Frau Frank, sie sagen, eine Vielzahl an Führungsdefinitionen sind nicht mehr für das digitale Zeitalter verwendbar. Können Sie bitte kurz erklären, warum das so ist?

Ja, sehr gerne. Die Veränderungen in der Arbeitswelt führen meiner Meinung nach dazu, dass die alten Führungsdefinitionen einfach nicht mehr zum neuen Verständnis passen. Der Mitarbeiter ist heute viel mehr eine eigenständige Fachkraft und nicht mehr nur das “Rädchen im System”, das Anweisungen der Führungskräfte befolgt. Die Mitarbeiter wollen in die Entscheidungen mit einbezogen werden und ihre eigenen Ideen einbringen. Diese Veränderungen müssen von den Führungskräften beachtet werden. Sie sollen schließlich ökonomisch handeln und die Wettbewerbsfähigkeit des Unternehmens sichern. Ich denke, man muss diese Veränderungen – vor allem vor dem Hintergrund der demografischen Entwicklung und der aktuellen Situation auf dem Arbeitsmarkt – noch viel stärker in das ökonomische Handeln mit einbeziehen. Fragen, wie z. B. “Wie sieht der Arbeitsmarkt im Moment auf dem Gebiet aus, in dem ich nach Mitarbeiter suche? Wie wird sich dieser Bereich entwickeln?” Und es muss vielen Unternehmen mehr bewusst werden, dass gute Fachkräfte der Wettbewerbsfaktor Nr. 1 sind. Jedoch sind diese rar – vor allem im MINT-Bereich oder in “neuen” digitalen Bereichen, wie z. B. User Experience oder erfahrene Product Owner. Das merken wir auch.

Möchten Sie uns dazu mehr erzählen?

Ein Arbeitnehmer, der schon Erfahrungswissen zu digitalen Themen oder Produkten mitbringt– was noch nicht so viele besitzen, weil die digitalen Themen noch nicht so lange und in allen Unternehmensgrößen vertreten sind – kann sich aktuell seinen Arbeitgeber aussuchen. Daher müssen seitens der Unternehmen und der Führungskräfte die raren, fachlich gut ausgebildeten und erfahrenen Mitarbeiter, genau wie Kunden, “umworben” werden. Hat ein Unternehmen diese tollen Mitarbeiter gewonnen, sollen sie natürlich nicht nach einem halben Jahr das Unternehmen wieder verlassen. Es muss eine Bindung, vor allem Vertrauen, aufgebaut, Wertschätzung gezeigt und den Mitarbeitern die Freiheit geboten werden, die sie sich wünschen. Diese Aspekte sind unglaublich wichtig und deshalb muss sich das Führungsverständnis ändern. Die Führungskraft ist heute vielmehr jemand, der die optimalen Rahmenbedingungen für seine Mitarbeiter schafft, ein Umfeld, in dem sich die Mitarbeiter wohlfühlen, ihre Stärken ausleben und nutzbringend für das Unternehmen einbringen können.

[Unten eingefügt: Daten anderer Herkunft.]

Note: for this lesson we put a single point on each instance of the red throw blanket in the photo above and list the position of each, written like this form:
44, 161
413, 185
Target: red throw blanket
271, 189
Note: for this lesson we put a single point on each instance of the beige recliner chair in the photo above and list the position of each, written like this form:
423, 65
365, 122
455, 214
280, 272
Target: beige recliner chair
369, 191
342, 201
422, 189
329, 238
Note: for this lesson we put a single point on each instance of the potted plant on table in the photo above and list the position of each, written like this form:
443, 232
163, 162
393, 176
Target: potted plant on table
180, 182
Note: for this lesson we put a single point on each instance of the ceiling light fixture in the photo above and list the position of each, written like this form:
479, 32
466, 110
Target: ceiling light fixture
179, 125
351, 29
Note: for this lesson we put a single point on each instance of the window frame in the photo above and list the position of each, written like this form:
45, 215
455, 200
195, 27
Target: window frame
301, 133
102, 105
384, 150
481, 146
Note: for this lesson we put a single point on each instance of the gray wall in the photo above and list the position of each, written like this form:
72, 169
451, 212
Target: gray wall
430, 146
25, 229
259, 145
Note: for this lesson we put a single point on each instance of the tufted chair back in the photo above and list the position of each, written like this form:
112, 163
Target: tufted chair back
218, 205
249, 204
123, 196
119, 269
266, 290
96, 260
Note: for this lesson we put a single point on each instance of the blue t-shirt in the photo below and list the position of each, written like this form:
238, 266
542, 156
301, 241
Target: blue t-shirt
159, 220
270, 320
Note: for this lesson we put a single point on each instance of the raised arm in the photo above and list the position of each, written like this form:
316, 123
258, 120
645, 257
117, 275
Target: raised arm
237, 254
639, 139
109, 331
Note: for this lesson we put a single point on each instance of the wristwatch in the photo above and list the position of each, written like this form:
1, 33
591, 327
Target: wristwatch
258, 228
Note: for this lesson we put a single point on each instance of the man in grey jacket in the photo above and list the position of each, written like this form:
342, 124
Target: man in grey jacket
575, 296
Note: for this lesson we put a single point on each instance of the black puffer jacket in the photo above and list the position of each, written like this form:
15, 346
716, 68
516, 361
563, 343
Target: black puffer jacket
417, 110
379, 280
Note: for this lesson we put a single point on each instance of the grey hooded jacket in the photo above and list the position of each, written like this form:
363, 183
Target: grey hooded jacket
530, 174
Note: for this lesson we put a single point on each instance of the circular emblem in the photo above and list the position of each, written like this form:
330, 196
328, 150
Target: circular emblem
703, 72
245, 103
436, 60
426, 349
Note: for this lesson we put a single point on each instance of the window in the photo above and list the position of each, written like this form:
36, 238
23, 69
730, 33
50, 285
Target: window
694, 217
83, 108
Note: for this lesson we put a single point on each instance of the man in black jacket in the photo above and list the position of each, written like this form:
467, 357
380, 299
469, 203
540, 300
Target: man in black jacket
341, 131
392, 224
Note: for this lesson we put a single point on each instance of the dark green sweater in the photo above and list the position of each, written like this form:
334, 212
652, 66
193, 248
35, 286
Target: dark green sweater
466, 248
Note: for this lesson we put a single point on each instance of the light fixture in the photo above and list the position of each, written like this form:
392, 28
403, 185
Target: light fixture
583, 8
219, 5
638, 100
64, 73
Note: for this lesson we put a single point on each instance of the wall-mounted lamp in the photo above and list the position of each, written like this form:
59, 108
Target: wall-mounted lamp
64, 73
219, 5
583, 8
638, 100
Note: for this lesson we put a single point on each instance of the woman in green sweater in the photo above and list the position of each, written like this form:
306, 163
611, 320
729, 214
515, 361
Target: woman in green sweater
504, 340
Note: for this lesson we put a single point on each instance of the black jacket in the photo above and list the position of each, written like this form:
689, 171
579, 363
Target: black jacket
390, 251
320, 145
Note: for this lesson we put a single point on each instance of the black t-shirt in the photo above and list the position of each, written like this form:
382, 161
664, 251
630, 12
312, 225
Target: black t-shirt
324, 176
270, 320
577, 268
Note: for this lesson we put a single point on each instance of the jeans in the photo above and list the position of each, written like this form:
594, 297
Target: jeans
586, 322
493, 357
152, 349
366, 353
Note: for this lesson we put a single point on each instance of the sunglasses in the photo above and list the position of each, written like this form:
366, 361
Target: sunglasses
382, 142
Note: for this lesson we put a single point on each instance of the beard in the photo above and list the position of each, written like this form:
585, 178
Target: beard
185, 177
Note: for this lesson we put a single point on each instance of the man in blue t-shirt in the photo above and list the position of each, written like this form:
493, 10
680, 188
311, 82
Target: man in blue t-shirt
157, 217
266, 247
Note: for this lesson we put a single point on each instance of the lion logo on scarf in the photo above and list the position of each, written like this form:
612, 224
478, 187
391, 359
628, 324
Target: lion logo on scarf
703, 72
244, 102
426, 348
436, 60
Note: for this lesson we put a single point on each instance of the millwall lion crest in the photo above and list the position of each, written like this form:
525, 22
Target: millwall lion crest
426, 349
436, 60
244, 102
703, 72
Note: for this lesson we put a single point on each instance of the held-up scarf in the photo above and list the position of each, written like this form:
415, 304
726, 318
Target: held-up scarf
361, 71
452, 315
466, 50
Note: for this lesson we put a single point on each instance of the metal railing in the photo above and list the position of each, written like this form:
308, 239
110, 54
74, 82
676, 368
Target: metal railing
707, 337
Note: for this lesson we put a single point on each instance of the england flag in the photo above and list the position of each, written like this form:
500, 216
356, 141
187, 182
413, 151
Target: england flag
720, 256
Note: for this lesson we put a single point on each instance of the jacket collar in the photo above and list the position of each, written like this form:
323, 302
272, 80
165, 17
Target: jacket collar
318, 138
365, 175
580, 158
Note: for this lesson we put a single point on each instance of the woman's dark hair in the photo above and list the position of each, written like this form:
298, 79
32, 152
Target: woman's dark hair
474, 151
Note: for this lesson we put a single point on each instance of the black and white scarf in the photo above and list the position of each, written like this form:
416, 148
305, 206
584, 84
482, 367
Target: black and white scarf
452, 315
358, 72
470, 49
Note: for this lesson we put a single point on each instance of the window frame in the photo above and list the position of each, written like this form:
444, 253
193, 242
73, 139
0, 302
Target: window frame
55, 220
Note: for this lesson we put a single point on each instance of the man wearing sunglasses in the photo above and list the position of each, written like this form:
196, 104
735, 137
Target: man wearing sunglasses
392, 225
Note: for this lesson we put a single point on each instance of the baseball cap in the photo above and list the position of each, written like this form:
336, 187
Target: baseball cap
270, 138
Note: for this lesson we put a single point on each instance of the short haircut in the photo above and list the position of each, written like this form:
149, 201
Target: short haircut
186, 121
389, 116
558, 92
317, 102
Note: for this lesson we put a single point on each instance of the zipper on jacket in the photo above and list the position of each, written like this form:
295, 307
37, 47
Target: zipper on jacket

Das dauert aber doch sicher, bis das in den Köpfen angekommen ist?

Ja, das dauert. Viele Unternehmen wissen das und nehmen das neue Führungsverständnis an. Aber wenn dann Einstellungsgespräche stattfinden, merkt man auch: Das ist leider nur “oberflächlich” angekommen, aber es hat noch nicht den Kern erreicht. Die 4+1-Woche – also vier Tage im Büro und einer im Home Office – wird zum Beispiel noch nicht gerne angeboten.

Welche Rolle spielen die Digital Natives beim Wandel des Führungsverständnisses?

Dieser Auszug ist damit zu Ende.